Learning goal: Learn core web application security concepts and how they manifest in real-world vulnerabilities, using recent CVEs as context to understand and prevent common issues.

A practical and up-to-date overview of OAuth 2.1, covering core concepts, modern security best practices, and key extensions like PAR and DPoP, with guidance on applying them in real-world architectures and preparing for what’s coming next.

Key takeaway: Learn how to apply OAuth 2.1 best practices and supporting technologies to build secure applications and stay aligned with evolving standards.

An up-to-date look at the browser security model, new browser features, and how mechanisms like the Sanitizer API, cookie prefixes, and script integrity help build more secure web applications.

Key takeaway: Understand how browsers think about security, and how to leverage modern browser features in your applications.

XS-Leaks bypass the same-origin policy to infer sensitive user data via browser side-channels. Learn how these invisible attacks work, what browser vendors are doing, and the simple steps you can take to secure your applications.

Key takeaway: XS-Leaks bypass SOP through side channels and native browser features; learn how SameSite and Fetch Metadata help defend your apps.

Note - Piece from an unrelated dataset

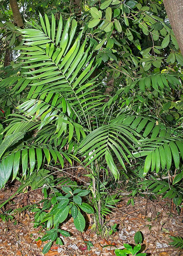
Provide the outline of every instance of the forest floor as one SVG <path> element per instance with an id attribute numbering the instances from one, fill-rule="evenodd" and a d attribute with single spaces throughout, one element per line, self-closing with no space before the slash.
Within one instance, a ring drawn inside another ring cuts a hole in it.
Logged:
<path id="1" fill-rule="evenodd" d="M 1 190 L 0 203 L 14 193 L 19 185 L 16 182 Z M 151 201 L 145 196 L 136 197 L 133 206 L 127 205 L 129 197 L 124 196 L 121 198 L 117 207 L 107 216 L 107 225 L 117 224 L 115 234 L 104 238 L 91 232 L 93 217 L 89 215 L 87 215 L 87 229 L 81 233 L 75 228 L 71 218 L 63 223 L 62 229 L 72 235 L 63 238 L 63 245 L 58 246 L 54 243 L 46 256 L 115 255 L 114 249 L 124 248 L 124 243 L 134 245 L 134 234 L 138 231 L 144 236 L 143 252 L 152 256 L 183 256 L 183 250 L 169 244 L 172 241 L 169 236 L 183 237 L 183 216 L 178 214 L 170 200 L 160 197 Z M 30 191 L 14 197 L 5 209 L 1 210 L 0 256 L 44 255 L 42 250 L 47 242 L 42 243 L 39 240 L 44 231 L 40 227 L 34 227 L 34 213 L 29 206 L 40 205 L 39 203 L 43 198 L 41 189 Z M 9 209 L 11 213 L 5 215 Z M 89 241 L 93 246 L 88 250 L 86 242 Z"/>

Learn the problems and solutions of combining "trusted" and "untrusted" JavaScript. We introduce secure dialects of JavaScript and practical tools that help to prevent supply-chain attacks from third-party modules.

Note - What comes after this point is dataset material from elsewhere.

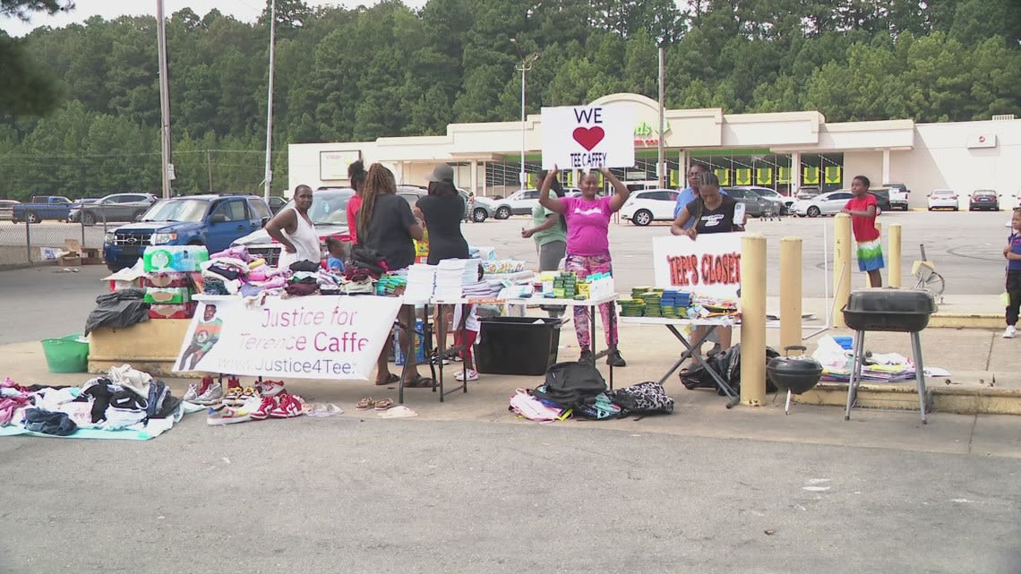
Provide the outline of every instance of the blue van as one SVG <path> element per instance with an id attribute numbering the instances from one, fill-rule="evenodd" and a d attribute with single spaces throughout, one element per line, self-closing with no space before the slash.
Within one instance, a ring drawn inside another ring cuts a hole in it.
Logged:
<path id="1" fill-rule="evenodd" d="M 132 267 L 149 245 L 204 245 L 210 253 L 262 226 L 273 217 L 254 195 L 188 195 L 161 199 L 133 224 L 107 232 L 103 259 L 110 271 Z"/>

Key takeaway: Learn how to get "trusted" and "untrusted" JavaScript to safely co-exist in your app.

CSP is often seen as complex and frustrating. This session explains why most policies fail, how to fix them, and how to apply CSP effectively in modern applications, including single page apps.

Key takeaway: Understand why CSP often fails and learn how to implement it correctly with practical, actionable guidance.